The truth, of course, is precisely the opposite. To quote from a good Nature article on this stuff from last year (which I wrote about back in February),

The irony is that when UK statistician Ronald Fisher introduced the P value in the 1920s, he did not mean it to be a definitive test. He intended it simply as an informal way to judge whether evidence was significant in the old-fashioned sense: worthy of a second look.

In case anyone doesn’t know, what both the Times article and I referred to as “95% confidence” is the same thing as what statisticians call a P-value of 5%.
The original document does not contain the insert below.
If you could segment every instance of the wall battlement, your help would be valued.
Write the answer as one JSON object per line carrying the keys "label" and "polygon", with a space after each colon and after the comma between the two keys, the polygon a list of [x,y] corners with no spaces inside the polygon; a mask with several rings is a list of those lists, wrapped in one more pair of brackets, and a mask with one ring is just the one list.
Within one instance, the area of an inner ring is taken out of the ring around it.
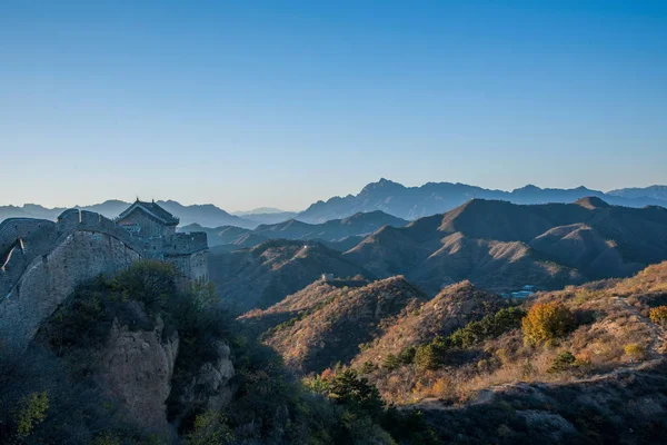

Fisher, not surprisingly, had this exactly right. A “95% confidence” result is merely a hint that something interesting might be going on. It’s far from definitive evidence. And yet scientists and journalists routinely report these results as if they were virtual certainties. Oreskes’s proposal to lower that threshold is precisely the opposite of what we should do.

In the course of arguing for this position, Oreskes repeats a common misconception about P-values:

Typically, scientists apply a 95 percent confidence limit, meaning that they will accept a causal claim only if they can show that the odds of the relationship’s occurring by chance are no more than one in 20. But it also means that if there’s more than even a scant 5 percent possibility that an event occurred by chance, scientists will reject the causal claim. It’s like not gambling in Las Vegas even though you had a nearly 95 percent chance of winning.

A 95% confidence result (P < 5%) certainly does not mean that there’s a 5% probability that the event occurred by chance. It means that, if we assume that there is no causal link, then there’s a 5% chance of seeing results as extreme as the ones we found.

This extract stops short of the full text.